Une autre manifestation typique de Darwin est la Beer Can Regatta, qui a lieu chaque année en juillet. Vous pensiez que les habitants d’Alice Springs méritaient la palme de la loufoquerie avec leur régate sur lit de rivière asséchée ? Les résidents de Darwin, qui ne manquent pas plus d’air que d’eau, rivalisent avec cette journée toute aussi étrange où despetites embarcations entièrement construites de canettes de bière et de soda ou de cartons de lait sont jetées à la mer à Mindil Beach. Organisée par le Lions Club local, la régate fait aussi office de levée de fonds pour des projets caritatifs venant en aide aux handicapés. Plus classique, le Darwin Festival s’étale sur deux semaines au cours desquels se donnent de multiples concerts, spectacles de danse et de comédie, séances de théâtre et expositions de photographies, de peintures et d’artisanat, le tout avec une dominante locale favorisant les artistes aborigènes, indonésiens ou en provenance des îles Tiwi voisines.
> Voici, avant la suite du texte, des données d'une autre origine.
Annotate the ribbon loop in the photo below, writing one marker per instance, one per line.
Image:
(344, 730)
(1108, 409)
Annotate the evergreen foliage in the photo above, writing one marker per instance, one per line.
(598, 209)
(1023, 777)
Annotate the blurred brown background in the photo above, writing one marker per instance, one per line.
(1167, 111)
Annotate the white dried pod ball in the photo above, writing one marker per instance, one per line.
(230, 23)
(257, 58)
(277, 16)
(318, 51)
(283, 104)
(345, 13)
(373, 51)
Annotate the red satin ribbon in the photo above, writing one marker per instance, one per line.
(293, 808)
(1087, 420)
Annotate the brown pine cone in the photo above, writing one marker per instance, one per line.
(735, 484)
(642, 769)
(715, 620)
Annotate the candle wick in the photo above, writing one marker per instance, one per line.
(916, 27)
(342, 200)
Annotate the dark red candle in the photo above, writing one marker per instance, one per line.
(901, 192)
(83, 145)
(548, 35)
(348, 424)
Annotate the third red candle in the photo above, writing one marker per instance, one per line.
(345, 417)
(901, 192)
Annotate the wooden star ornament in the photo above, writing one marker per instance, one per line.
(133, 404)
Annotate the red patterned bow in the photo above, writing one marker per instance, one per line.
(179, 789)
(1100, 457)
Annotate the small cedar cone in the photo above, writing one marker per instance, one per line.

L’aspect culturel de Darwin se découvre aussi tout au long de l’année dans les salles du Museum and Art Gallery of the Northern Territory (MAGNT). Parmi ses expositions permanentes, des collections d’art aborigène mais aussi d’œuvres en provenance de Malaisie et du Timor, et des exhibitions naturalistes sur la géologie, le climat, la faune et la flore du Territoire du Nord. La touche « only in Darwin » provient quant à elle de la salle dédiée au passage du cyclone Tracy, et bien sûr de Sweetheart, cet énorme crocodile empaillé qui trône maintenant fièrement au musée.
Une visite de Darwin ne serait pas complète sans s’éloigner de la cité pour explorer ses formidables alentours : à proximité, croisière fluviales sur l’Adelaide River et ses invraisemblable crocodiles sauteurs, termitières géantes et les piscines naturelles au pied des cascades dans le parc national de Litchfield, et bien sûr l’incontournable parc national de Kakadu et ses vastes marécages riches en faune… autant de destinations qui achèveront de séduire le visiteur amateur de nature exotique, à l’autre bout du monde.